Dutch head coach Alyson Annan also agreed with the decision to keep it small, saying: "I think the tournament is very well run for a first-time tournament and if you want to do too much too soon, then it can go wrong."
It will inspire our locals to play and pick up the sport... Players now know that such a high level exists.
''PAUL LIM, CEO of TPG, on how the competition can benefit Singapore.
Lim, a former hockey goalkeeper for Singapore, believes that the small-scale competition can benefit Singapore in the long run.

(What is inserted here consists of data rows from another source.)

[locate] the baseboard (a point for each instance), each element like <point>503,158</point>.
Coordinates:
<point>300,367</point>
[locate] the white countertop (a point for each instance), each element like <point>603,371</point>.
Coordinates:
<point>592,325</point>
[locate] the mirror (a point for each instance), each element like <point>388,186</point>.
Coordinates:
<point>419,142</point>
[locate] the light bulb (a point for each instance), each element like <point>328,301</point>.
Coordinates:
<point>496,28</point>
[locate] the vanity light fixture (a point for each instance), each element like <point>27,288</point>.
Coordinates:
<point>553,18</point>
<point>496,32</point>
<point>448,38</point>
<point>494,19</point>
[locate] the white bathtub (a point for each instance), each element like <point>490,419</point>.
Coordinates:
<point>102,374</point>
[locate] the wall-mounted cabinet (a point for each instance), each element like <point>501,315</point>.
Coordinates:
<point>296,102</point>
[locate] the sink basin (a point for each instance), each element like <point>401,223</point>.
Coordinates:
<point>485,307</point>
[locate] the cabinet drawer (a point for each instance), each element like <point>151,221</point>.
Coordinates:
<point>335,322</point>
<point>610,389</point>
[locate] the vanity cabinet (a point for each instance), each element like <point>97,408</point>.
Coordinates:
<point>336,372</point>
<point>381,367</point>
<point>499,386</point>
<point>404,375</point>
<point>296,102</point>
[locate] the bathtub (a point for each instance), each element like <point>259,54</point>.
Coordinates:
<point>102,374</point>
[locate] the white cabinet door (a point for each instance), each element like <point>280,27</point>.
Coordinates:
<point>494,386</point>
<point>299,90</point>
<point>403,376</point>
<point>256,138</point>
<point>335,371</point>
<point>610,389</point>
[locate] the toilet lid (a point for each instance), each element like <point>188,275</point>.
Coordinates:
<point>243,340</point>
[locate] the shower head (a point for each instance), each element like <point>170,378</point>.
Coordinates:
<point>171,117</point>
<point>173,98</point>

"We've never had such high-calibre teams in Singapore before. This is the first time the locals are seeing such top teams here," the 34-year-old said.
"It will be beneficial for Singapore because it will inspire our locals to play and pick up the sport.
"I hope players will improve their skills because they now know that such a high level exists and I also hope they can aspire to be like these players and play at a top-class level."
Apart from exposing the public to such high-level competition, Lim also got the Australian team, the Hockeyroos, who are sponsored by property and construction consultancy TPG, to conduct a clinic for members of the TPG Academy Elite, which consists of national hockey players, as well as for the TPG Academy Development Squad, made up of players mostly from the schools and clubs.
He said: "Our local players sometimes train so hard in a certain way but they don't see improvement. So you get these international stars to just tweak their skills and our players find that things are a little easier. It's the little benefits like these that they will get.
"This is something they won't get with anyone else, because these are current players with the necessary skill set and they know how to tweak things so that it's easier to play on the field."
The six-day tournament has also earned the thumbs-up from the players and fans, who have been averaging about 500 a night.
German goalkeeper Yvonne Frank said: "The weather is very difficult for us to play in because it's very hot, but it is good in helping us improve and adapt to different conditions.
"We are also up against very strong opponents which is good for our development and strength, so it's always good to play them and when you look at the competition as a whole, everything is well organised and we want to come back."
Banking analyst and 29-year-old hockey player Kenny Tan agreed, saying: "It's not often we get to see some world-class tournaments here in Singapore.
"This (the Tri-Series) is good because we can expose players and the public to the high international standards that can bring up the standard of hockey in Singapore."
The Tri-Series concludes at Sengkang Stadium today (7pm), with Australia look to avenge Wednesday's 0-2 loss to the Netherlands. Entry is free.